El capitán coloca con cuidado el esférico sobre el círculo y mira un buen rato la cuchara. Parece que quiere apuntar otra vez hacia la escuadra. De hecho, repite el tiro con el interior derecho y alcanza de lleno la escuadra, a pocos centímetros del cubierto.

Se oye un nuevo aullido: «Nooo…».

—Seguimos veinte a cero —anuncia Gaston Champignon—. Le toca a Pedro. Es el tercer disparo.

El Zeta no cambia de diana y esta vez tampoco yerra.

La sartén se agita en el centro de la puerta como una marioneta.

—Pedro aumenta su ventaja: ¡treinta a cero! —anuncia el cocinero-entrenador.

César y Vlado intercambian miradas de satisfacción.

—Aunque sea a paso de tortuga, se está acercando el primero a la meta —comenta Nico con inquietud.

—Pues sí, Tomi tendría que olvidarse de la cuchara —apunta Fidu.

—Si lo conozco bien, tratará de dar a los cubiertos las cinco veces, aun a riesgo de quedarse con cero puntos —indica Sara.

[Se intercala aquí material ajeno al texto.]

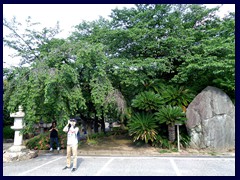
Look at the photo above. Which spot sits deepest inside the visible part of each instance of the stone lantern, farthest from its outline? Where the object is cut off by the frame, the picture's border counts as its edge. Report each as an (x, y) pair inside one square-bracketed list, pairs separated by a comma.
[(18, 151), (17, 127)]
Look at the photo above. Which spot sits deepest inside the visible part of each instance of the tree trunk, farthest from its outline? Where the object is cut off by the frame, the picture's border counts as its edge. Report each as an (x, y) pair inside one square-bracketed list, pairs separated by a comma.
[(171, 132), (103, 123)]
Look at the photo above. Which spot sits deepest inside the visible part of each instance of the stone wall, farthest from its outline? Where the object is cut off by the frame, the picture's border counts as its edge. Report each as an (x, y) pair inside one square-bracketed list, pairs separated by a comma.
[(211, 120)]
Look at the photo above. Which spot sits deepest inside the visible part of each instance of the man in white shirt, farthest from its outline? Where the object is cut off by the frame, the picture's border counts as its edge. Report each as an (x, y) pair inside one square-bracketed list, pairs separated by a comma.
[(72, 143)]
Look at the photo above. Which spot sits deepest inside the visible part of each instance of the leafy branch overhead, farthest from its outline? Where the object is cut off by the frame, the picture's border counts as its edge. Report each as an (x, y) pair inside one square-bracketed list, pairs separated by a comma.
[(138, 61)]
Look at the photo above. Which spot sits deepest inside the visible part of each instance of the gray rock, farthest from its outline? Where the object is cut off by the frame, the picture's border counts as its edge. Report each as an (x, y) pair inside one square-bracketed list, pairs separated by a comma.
[(211, 120), (10, 156)]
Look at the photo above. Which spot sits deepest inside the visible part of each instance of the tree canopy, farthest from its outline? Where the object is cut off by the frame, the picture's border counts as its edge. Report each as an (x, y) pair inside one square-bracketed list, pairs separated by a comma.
[(99, 69)]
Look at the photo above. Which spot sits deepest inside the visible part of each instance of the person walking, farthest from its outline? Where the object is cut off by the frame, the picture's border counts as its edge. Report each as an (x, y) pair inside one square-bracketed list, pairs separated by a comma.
[(72, 143), (54, 136)]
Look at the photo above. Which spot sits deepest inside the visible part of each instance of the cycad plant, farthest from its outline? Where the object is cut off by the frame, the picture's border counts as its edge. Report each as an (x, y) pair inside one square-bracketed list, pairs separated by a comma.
[(171, 115), (147, 101), (143, 127)]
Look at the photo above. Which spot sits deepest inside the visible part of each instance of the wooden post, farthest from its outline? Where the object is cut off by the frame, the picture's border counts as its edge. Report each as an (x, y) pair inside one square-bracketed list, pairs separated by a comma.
[(178, 139)]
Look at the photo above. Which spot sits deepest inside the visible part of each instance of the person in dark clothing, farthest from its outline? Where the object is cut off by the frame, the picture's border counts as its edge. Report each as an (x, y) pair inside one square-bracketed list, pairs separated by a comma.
[(54, 136)]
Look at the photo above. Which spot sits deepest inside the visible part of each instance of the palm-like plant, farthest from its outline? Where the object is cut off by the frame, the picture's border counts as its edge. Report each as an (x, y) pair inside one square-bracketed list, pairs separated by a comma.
[(143, 126), (147, 101), (171, 115)]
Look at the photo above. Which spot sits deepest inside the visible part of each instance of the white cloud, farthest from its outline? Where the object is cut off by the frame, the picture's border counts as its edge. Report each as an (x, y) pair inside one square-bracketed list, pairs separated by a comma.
[(68, 16)]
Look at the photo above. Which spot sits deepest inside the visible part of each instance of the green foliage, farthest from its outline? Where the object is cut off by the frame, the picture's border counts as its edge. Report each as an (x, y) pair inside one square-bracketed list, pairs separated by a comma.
[(147, 101), (175, 45), (170, 115), (8, 133), (161, 142), (177, 96), (143, 126), (42, 141)]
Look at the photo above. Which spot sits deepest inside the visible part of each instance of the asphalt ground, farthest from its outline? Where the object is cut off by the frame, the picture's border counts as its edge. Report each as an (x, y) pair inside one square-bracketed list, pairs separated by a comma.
[(51, 164)]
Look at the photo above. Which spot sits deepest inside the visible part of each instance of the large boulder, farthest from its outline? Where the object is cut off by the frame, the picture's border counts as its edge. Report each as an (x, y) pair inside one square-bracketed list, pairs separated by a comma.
[(211, 120)]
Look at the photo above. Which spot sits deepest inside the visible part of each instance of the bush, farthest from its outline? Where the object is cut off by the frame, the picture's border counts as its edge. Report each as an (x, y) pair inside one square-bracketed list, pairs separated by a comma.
[(143, 127), (8, 133)]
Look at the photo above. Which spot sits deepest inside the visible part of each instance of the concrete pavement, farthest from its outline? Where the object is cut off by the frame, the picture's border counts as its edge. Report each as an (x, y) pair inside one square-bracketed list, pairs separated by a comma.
[(51, 165)]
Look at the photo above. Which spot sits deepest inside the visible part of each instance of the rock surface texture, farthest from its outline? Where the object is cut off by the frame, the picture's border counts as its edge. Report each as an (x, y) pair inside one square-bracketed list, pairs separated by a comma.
[(211, 120)]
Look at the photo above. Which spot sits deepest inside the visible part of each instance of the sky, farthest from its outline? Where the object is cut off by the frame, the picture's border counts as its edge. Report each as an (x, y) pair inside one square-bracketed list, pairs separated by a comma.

Yo diría que la gemela tiene razón…

Tomi cambia de pie y de escuadra, y esta vez dispara con el interior izquierdo hacia el tenedor. La pelota gira en el aire, pero va demasiado baja y acaba en el fondo de la red sin rozar siquiera el cubierto.

El cuarto tiro es una fotocopia del tercero: Pedro acierta la sartén y Tomi yerra una vez más con el interior izquierdo.

—El último tiro del torneo —anuncia el cocinero-entrenador—. Atención chicos, la situación es esta: Pedro cuarenta, Tomi cero.

—Aún puedes ganar, capitán —susurra Fidu—. Si vuelve a acertar la sartén se pone con cincuenta. Luego tú apuntas al colador, empatas con Pedro y llegas al desempate, ¿vale? ¡Olvídate de los cubiertos!